Posted in computing, mobile phones, nanotechnology, quantum physics

Mobile phones and computers are currently responsible for up to 8% of the electricity use in the world. This figure has been doubling each past decade but nothing prevents it from skyrocketing in the future. Unless we find a way for boosting energy efficiency in information and communications technology, that is. An international team of researchers, including Ikerbasque Research Associate Alexey Nikitin (DIPC), has just published in Nature 1 a breakthrough in quantum physics that could deliver exactly that: electronics and communications technology with ultralow energy consumption.

Future information and communication technologies will rely on the manipulation of not only electrons but also of light at the nanometer-scale. Squeezing light to such a small size has been a major goal in nanophotonics for many years.

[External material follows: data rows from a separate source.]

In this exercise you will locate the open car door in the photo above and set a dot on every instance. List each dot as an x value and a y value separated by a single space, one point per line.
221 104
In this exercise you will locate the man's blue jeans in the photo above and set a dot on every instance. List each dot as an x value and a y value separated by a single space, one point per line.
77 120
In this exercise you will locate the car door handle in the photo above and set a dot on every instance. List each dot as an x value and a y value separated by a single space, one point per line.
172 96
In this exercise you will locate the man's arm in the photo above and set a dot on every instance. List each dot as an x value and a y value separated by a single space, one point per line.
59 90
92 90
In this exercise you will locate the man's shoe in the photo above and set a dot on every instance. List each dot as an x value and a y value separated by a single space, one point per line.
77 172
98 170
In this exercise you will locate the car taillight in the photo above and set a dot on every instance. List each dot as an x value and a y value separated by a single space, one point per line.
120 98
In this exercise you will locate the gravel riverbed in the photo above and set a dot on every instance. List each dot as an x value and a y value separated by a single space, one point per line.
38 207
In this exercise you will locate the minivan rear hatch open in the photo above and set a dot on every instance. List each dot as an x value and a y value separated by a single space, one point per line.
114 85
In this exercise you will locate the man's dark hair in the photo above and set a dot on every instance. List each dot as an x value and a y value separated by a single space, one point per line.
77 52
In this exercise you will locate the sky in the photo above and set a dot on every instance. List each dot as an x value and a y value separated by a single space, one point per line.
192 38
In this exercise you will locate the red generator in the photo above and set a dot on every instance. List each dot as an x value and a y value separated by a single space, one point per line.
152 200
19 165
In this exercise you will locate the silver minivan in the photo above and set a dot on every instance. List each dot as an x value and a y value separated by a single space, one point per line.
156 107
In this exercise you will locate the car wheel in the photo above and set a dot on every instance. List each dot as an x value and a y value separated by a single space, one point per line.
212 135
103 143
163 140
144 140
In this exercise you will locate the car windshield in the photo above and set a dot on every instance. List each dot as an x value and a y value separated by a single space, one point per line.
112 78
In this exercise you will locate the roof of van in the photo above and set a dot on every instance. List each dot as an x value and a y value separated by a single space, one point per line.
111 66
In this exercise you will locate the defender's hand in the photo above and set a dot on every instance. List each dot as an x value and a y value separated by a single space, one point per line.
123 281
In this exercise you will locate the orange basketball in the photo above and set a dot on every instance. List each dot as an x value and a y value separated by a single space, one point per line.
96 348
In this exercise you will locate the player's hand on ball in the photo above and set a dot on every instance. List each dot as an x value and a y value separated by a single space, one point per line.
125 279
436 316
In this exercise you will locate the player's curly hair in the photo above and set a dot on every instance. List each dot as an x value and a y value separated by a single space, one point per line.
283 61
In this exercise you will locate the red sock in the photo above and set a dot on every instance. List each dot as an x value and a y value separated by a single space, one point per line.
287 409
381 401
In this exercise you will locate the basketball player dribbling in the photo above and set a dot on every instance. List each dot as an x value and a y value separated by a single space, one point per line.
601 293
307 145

Particularly strong light squeezing can be achieved with polaritons, quasiparticles resulting from the strong coupling of photons with a dipole-carrying excitation, at infrared frequencies in two-dimensional materials, such as graphene and hexagonal boron nitride. Polaritons can be found in materials consisting of two-dimensional layers bound by weak van der Waals forces, the so-called van der Waals materials. These polaritons can be tuned by electric fields or by adjusting the material thickness, leading to applications including nanolasers, tunable infrared and terahertz detectors, and molecular sensors.

But there is a major problem: even though polaritons can have long lifetimes, they have always been found to propagate along all directions (isotropic) of the material surface, thereby losing energy quite fast, which limits their application potential.